#BlaBlaBlaise: dialoghi di campo su Matuidi

di Davide Rovati |


Davide Rovati
: Ciao Dario, a quanto pare ci in tanti si sentono smarriti, Matuidi pare fosse o magari ancora è il tassello scelto dalla Juve per completare il centrocampo. Gran bel giocatore onestamente, eppure non ti nascondo che mi ha sempre lasciato un certo amaro in bocca… Poi ti spiego. Tu che ne dici? Lo inquadriamo tecnicamente?

Dario Pergolizzi: Se provo a tirare le somme su che giocatore sia Blaise Matuidi emergono pro e contro che, paradossalmente, si sfumano tra loro.

È un calciatore con una spiccata capacità di break, le cui fasi difensive ed offensive quasi si fondono. Riesce come un martello pneumatico a profondere la stessa intensità sia all’inizio dell’azione di recupero (ove eccelle sia in tackle che in intercetto), sia quando si tratta di andare a proporsi in fase offensiva, al termine del contrattacco iniziato magari proprio grazie alle sue doti di rottura.

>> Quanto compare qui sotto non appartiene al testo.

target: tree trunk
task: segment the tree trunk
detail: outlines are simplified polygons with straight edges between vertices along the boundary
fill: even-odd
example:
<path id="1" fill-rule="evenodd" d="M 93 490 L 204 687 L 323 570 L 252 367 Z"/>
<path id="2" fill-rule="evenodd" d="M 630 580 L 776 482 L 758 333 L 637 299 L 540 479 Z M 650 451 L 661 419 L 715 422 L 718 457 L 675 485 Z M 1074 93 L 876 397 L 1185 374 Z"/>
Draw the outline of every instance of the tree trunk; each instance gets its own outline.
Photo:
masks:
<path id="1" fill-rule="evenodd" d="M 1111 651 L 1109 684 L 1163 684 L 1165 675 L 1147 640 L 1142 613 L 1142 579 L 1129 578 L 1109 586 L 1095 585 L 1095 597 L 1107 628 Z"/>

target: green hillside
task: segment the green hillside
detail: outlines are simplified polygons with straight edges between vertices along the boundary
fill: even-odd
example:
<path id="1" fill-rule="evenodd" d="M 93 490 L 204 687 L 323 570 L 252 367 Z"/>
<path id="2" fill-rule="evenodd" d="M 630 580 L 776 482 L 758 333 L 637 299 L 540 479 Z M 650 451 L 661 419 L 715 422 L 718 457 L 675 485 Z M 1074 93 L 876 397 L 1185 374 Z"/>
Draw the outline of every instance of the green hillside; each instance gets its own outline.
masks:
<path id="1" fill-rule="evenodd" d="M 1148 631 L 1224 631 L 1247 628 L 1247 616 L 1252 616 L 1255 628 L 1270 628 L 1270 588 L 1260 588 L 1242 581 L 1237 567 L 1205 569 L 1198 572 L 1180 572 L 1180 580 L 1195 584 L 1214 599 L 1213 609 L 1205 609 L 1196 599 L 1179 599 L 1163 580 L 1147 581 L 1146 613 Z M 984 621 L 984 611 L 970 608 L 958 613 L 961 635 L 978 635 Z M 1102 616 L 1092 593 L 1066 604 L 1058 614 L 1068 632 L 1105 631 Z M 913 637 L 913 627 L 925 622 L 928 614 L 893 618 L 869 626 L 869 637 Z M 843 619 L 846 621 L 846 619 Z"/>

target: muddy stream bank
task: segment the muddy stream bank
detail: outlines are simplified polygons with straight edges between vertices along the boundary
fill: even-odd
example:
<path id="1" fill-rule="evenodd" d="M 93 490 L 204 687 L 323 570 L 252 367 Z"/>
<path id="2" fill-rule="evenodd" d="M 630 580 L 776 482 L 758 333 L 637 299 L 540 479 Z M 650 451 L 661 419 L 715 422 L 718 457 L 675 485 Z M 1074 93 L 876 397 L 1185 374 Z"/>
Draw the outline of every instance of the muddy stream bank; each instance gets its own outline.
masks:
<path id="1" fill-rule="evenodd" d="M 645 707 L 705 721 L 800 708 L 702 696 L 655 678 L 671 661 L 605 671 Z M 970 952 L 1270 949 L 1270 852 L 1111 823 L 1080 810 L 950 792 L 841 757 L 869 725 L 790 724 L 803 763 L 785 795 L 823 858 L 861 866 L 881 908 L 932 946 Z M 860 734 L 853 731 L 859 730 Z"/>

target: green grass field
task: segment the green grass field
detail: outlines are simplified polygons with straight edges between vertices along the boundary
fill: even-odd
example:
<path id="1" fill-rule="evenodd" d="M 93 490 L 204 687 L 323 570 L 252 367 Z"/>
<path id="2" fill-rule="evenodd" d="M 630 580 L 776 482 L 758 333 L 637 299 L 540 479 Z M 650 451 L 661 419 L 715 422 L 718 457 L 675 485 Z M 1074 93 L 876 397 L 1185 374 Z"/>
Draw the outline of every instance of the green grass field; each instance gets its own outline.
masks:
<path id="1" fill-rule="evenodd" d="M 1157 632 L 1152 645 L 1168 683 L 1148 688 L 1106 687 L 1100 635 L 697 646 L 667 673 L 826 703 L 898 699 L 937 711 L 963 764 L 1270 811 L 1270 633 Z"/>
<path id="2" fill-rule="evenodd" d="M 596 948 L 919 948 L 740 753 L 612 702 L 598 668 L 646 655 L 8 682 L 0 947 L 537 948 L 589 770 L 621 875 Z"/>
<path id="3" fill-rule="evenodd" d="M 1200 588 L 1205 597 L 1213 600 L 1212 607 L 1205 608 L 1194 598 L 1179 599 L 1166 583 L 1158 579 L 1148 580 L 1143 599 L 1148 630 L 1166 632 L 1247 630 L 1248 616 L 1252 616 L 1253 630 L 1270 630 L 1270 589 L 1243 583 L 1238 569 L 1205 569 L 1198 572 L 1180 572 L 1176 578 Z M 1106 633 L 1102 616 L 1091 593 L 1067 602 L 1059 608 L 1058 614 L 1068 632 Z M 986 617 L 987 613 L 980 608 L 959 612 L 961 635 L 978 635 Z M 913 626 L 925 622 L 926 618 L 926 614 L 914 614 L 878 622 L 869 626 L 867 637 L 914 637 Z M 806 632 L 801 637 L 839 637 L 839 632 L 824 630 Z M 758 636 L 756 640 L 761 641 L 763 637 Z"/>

Essendo dunque un calciatore che fa dell’intensità il suo cavallo di battaglia, nei match in cui non è al 100% atleticamente, rischia facilmente di diventare un ectoplasma.

Pare essere ben conscio dei propri limiti tecnici (il suo primo controllo non è esattamente degno del top level europeo) e questo lo spinge spesso a liberarsi rapidamente del pallone, per cui non imbolsisce la manovra di giro palla. Ma il non prendersi dei rischi è sia un pregio che un difetto.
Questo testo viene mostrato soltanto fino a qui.